Beh direi che il mandato della professione infermieristica, la sua radice storico culturale, il suo approccio laterale e trasversale al solo trattamento diagnostico e terapeutico (nel senso farmacologico), la famosa e a tratti vituperata visione olistica, è ben rappresentato. La solita lezione di infermieri agli infermieri, perdonatemi la brutalità. Però dimenticavo il particolare più importante: I docenti che hanno detto tutto questo sono medici.

Ora questo aspetto suscita in me pensieri contrastanti e vorrei confrontarmi con voi tramite la pagina facebook se avete voglia. Questi concetti, questa visione, la presa in cura, il prendersi cura, l’approccio oltre la malattia definita per parametri biometrici, sono elementi cardine del nostro agire da sempre. Sono gli elementi che ci hanno sempre caratterizzato nella nostra visione assistenziale; il nostro mandato di advocacy; che si concretizzano nella nostra parte autonoma ed intellettuale attraverso gran parte delle pianificazioni caratterizzando gran parte delle nostre tassonomie scientifiche:

Sono in pratica “Il corpus teorico della nostra disciplina che parte dal presupposto che gli infermieri si occupano di malati in quanto persone ammalate e non si occupino della malattia in senso stretto” (1)

Perché pensieri contrastanti? Intanto perché non so bene se questa visione possa avere una sorta di carattere strettamente connotante la nostra professione anche se nell'evoluzione storico culturale epistemologica è così. Sarei, e credo tutti, ben lieto che le professioni sanitarie in generale si avvicinino a certe visioni e si mettano in auto analisi critica su questo, no? Un nuovo modo di vedere gli interventi e il senso stesso della sanità. Eppure in diverse ore non ho mai sentito dire ai relatori medici che devono parte di questa enunciazione di cambiamento al nostro operato.

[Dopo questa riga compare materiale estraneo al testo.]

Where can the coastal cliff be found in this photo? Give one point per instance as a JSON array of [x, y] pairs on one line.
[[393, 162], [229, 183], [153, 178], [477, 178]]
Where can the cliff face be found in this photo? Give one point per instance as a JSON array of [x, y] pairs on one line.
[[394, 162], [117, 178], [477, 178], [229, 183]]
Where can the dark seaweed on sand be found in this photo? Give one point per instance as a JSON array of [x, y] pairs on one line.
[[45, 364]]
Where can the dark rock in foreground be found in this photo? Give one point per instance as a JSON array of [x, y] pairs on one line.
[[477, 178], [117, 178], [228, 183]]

Credo, ovvero, che noi possiamo rivendicare l'impatto che l'infermiere e l'infermieristica abbiano avuto in questa rivoluzione di pensiero e dichiarare senza timore di smentita che questi valori che adesso tutto il sistema sanitario si accorge di dover prendere e riprendere sono in realtà i valori (se non il focus disciplinare) dell'infermiere e dell'infermieristica.

Ma non lo facciamo.

Piuttosto, all'opposto, mi sembra che un certo movimento di pensiero al nostro interno tenti di affrancarsene puntando all'evoluzione del patrimonio disciplinare più tecnico e parcellizzato. La mia personale sensazione, che non nasce da questo incontro ma che in questo incontro si avvalora, è che la medicina stia percorrendo una strada che la porta ad avvicinarsi al nostro agito e al nostro agire mentre noi, al contrario, tendiamo a cercare rassicurazioni in competenze esclusivamente tecniche che da tale percorso si allontanano.

In realtà i cambiamenti andrebbero collocati nel mezzo. Il medico che si avvicina ad una presa in cura globale certamente non si discosterà dalla sua profonda conoscenza settoriale dello specifico organo che affiancherà ad una visione più sistemica. Ugualmente noi, incrementando il nostro bagaglio tecnico/operativo, non dovremmo rinunciare alla nostra visione dei bisogni della persona svincolati dalla malattia e mantenere ben saldo il concetto narrativo e soggettivo di salute sul quale intervenire anche con gli elementi scientifici propri della nostra professione.

Lo smarrimento che ho avuto è però quello di dirmi...ma se il medico non teme di allargare il suo paradigma sulla salute/malattia è perché la sua disciplina è forse ben salda (diagnosi e prescrizione terapeutica). Se io invece sento il pericolo che questa rivoluzione paradigmatica possa erodere la mia professione non sarà perché un identità forte del nostro campo di intervento così forte non è?

Abbiamo tanto da dire e molto da rivendicare sul nostro impatto nel sistema salute....dovremmo rendercene conto più spesso.

Abbiamo anche molto da lavorare sulla nostra identità, credo.